Platelet cells were isolated from fresh blood as by Cazneave et al.54. Briefly, blood was taken via cardiac puncture with acid-citrate-dextrose (ACD) anticoagulant solution at ratio of 1 part ACD to 5 parts blood. Anticaogulated blood was centrifuged at 2300 x g for 45 seconds and the platelet-rich plasma (PRP) taken. PRP was then centrifuged at 2200 x g for 2 min and the platelet-containing pellet lysed with Triton-X solution. Lysates were corrected for total protein using a BCA assay (ThermoFisher) according to manufacturer’s instructions and analysed for IL-1α content by ELISA (DuoSet, R&D systems).
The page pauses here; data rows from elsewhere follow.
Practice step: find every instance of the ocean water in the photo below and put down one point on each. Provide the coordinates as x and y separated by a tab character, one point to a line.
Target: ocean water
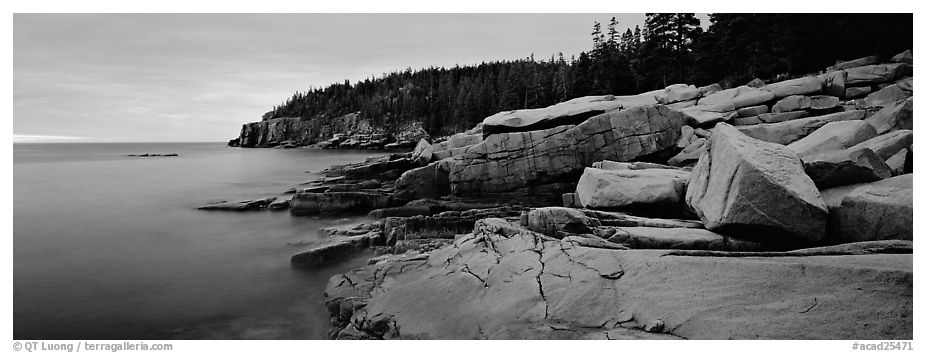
112	247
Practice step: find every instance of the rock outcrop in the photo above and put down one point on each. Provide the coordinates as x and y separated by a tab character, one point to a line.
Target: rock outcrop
505	162
745	186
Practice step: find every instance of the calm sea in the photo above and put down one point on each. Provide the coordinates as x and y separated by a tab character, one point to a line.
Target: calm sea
112	247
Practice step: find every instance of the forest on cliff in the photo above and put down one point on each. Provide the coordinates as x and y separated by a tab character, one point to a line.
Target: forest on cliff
669	48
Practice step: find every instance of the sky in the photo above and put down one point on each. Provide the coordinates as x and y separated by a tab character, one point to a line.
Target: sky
198	77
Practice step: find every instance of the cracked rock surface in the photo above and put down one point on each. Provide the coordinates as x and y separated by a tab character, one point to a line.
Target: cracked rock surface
505	282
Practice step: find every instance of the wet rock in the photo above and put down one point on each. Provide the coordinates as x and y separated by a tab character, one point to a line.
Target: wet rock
604	189
799	86
894	116
791	103
743	96
346	202
240	206
742	184
560	222
506	162
837	135
844	167
793	130
506	282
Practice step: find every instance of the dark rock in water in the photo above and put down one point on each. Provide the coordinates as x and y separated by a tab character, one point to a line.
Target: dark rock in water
506	162
238	206
505	282
336	250
153	155
742	185
845	167
875	211
347	202
677	238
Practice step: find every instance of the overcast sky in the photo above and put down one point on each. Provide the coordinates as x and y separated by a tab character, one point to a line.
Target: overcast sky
170	77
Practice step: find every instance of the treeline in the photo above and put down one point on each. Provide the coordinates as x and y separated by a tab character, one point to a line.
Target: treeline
669	48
BMDMs were treated with vehicle or LPS (1 μg ml−1, 5 h) lysed in TRIzol Reagent (ThermoFisher) and RNA isolated according to the manufacturer’s instructions. RNA (0.6 μg) was converted to cDNA using SuperScript™ III Reverse Transcriptase (ThermoFisher) according to manufacturer’s instructions. qPCR was performed using Power SYBR® Green PCR Master Mix (ThermoFisher) in 384-well format using an 7900HT Fast Real-Time PCR System (Applied Biosystems). 16.6 ng cDNA was loaded with 5 pmol primer/well in triplicate. Data were normalized to the expression of the housekeeping gene 18 S rRNA. Primers used were: IL-1α Forward - TCTCAGATTCACAACTGTTCGTG, IL-1α Reverse - AGAAAATGAGGTCGGTCTCACTA, AS-IL1α Forward-AGGCTTGGGATTCACTTGAC, AS-IL1α Reverse –TCTCTCTGGGCTTCAGTTCC, 18 S rRNA Forward – CGCGGTTCTATTTTGTTGGT, 18 S rRNA Reverse – AGTCGGCATCGTTTATGGTC. Data were analysed using the relative standard curve method.

Western blotting

Western blot analysis was performed on supernatants and lysates for IL-1β and IL-1α. Samples were run on 12% sodium dodecyl sulphate (SDS) polyacrylamide gels. Gels were transferred at 15 V onto nitrocellulose membrane (GE Life Sciences) using a Trans-Blot SD semi-dry transfer system (Bio-Rad) before blocking with 5% w/v milk in phosphate-buffered saline, 1% Tween 20 (Sigma) (PBST) for 1 h at RT. Membranes were washed and incubated (4 °C) overnight in goat anti-mouse IL-1β (100 ng ml−1, R&D Systems) or goat anti-mouse IL-1α (1 μg ml−1, R&D Systems) primary antibody in PBST, 0.1% bovine serum albumin (BSA). Following this, membranes were washed and incubated with rabbit anti-goat (550 ng ml−1) secondary antibody (Dako) in PBST, 5% milk for 1 h at RT. Finally, membranes were washed and incubated in Amersham ECL Western Blotting Detection Reagent (GE Life Sciences) before exposure using a G:BOX gel doc system (Syngene).

Flow cytometry

Bone marrow cells were isolated by flushing and lysed with ACK lysis buffer (Lonza). Splenocytes were prepared by homogenising whole spleens and passing through 70 μm cell strainers before ACK lysis. Cells were stained with antibodies consisting panels to detect neutrophil/monocyte populations (CD45 (Tonbo), CD11b (eBioscience), CD115 (Biolegend), Ly6C and Ly6G (Tonbo)) and T and B-cell populations (CD8 (eBioscience), CD4 (Biolegend), CD19 (Biolegend), TCRβ (Biolegend)) for 25 min on ice in the dark before washing twice and fixing in paraformaldehyde (2% in PBS) for 15 min at RT. Dead cells were excluded by use of a Zombie NIR Live/Dead fixable dye (Biolegend). The following day, flow cytometry was performed using a FACSCanto flow cytometer (BD Biosciences) and analysed with FlowJo software (FlowJo LLC).

RNA structure prediction

The nucleotide sequence of AS-IL1α (Accession - KR095173) was inputted to the RNAsnp web server along with the 7 SNPs made (G399U-A441G-C442G-U443A-C444G-U455C-U457C). The ‘mode 2’ algorithm was selected to search for significant structural effects of SNPs on large RNA sequences (>1000 nt) using the local folding method RNAplfold.

Statistical analyses

Data are presented as mean values + standard error of the mean (s.e.m). Levels of significance were P < 0.05 (*), P < 0.01 (**), P < 0.001 (***). Statistical analyses were carried out using GraphPad Prism (version 7). Cytokine production and secretion were analysed with a two-way ANOVA with repeated measures followed by Tukey’s post-hoc comparisons. IL-1α in platelets was measured by a one-way ANOVA with Tukey’s post-hoc comparisons. qPCR data were analysed using a two-way ANOVA with repeated measures followed by Tukey’s post-hoc comparisons. Transformations were applied where necessary. lncRNA secondary structure was analysed using the RNAplfold algorithm47.

Data availability

The data that support the findings of this study are available from the corresponding author on request.